A: One way to do this (and probably the way the prof wants) is exponentiation by squaring. Note that $x^{2n} = (x^n)^2$ and $x^{2n + 1} = (x^n)^2 \cdot x$. We can either break down $343$ into smaller pieces this way, but it's easier to think about starting at the bottom:
$$
\begin{array}{ccc}
Value & Computation & Multiplications & Total Multiplications \\
2^2 & (2^1)^2 & 1 & 1 \\
2^5 & (2^2)^2 \cdot 2 & 2 & 3 \\
2^{10} & (2^5)^2 & 1 & 4 \\
2^{21} & (2^{10})^2 \cdot 2 & 2 & 6 \\
2^{42} & (2^{21})^2 & 1 & 7 \\
2^{85} & (2^{42})^2 \cdot 2 & 2 & 9 \\
2^{171} & (2^{85})^2 \cdot 2 & 2 & 11 \\
2^{343} & (2^{171})^2 \cdot 2 & 2 & 13 \\
\end{array}
$$
How did I pick these numbers?
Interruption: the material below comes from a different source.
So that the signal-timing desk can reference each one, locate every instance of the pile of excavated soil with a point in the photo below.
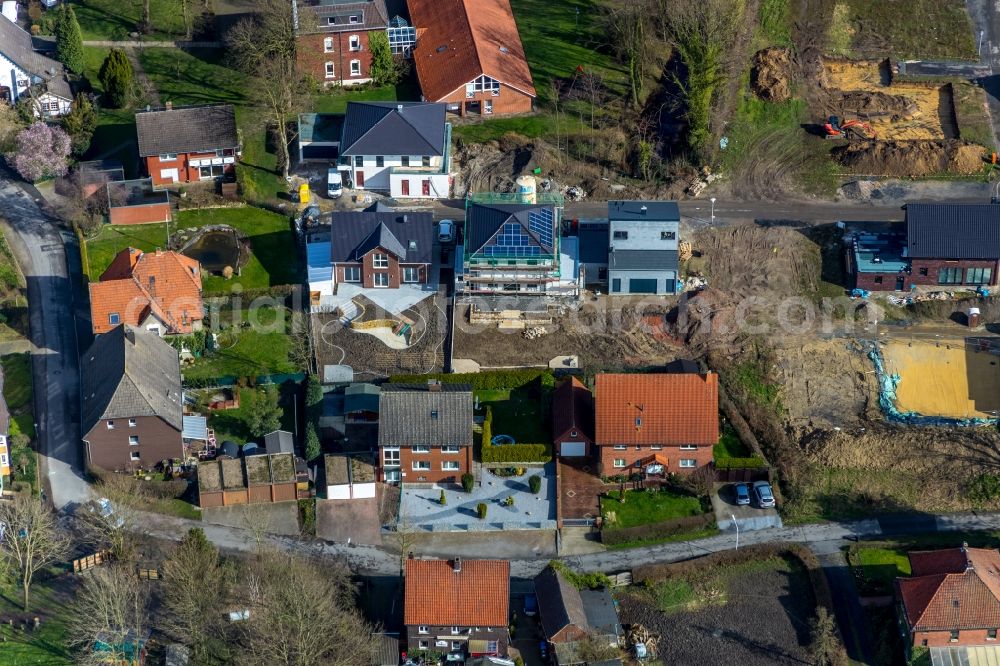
(870, 103)
(909, 158)
(770, 74)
Look at the binary expansion of $343 = 101010111_2$. Starting at the second-left digit, for each $1$, square and multiply, and for each zero, just square. Note that each computation only uses $2$ and the previous computation, so you don't have to store any auxilary results. If you really wanted to, you could write $2^{343}$ as (this is what starting from the top looks like):
$$ \left( 2^{171} \right)^2 \cdot 2 $$
$$ \left( \left( 2^{85} \right)^2 \cdot 2 \right)^2 \cdot 2 $$
$$ \left( \left( \left(2^{42} \right)^2 \cdot 2 \right)^2 \cdot 2 \right)^2 \cdot 2 $$
$$\vdots$$
$$ \left( \left( \left( \left( \left( \left( \left( 2^2 \right)^2 \cdot 2 \right)^2 \right)^2 \cdot 2 \right)^2 \right)^2 \cdot 2 \right)^2 \cdot 2 \right)^2 \cdot 2 $$
Because we don't store any auxilary results, this method is one multiplication slower than mjqxxxx's method, but this one generalizes much more cleanly. Which you should use depends on if you want a general method or just speed (in which case, perhaps a lookup table is appropriate?)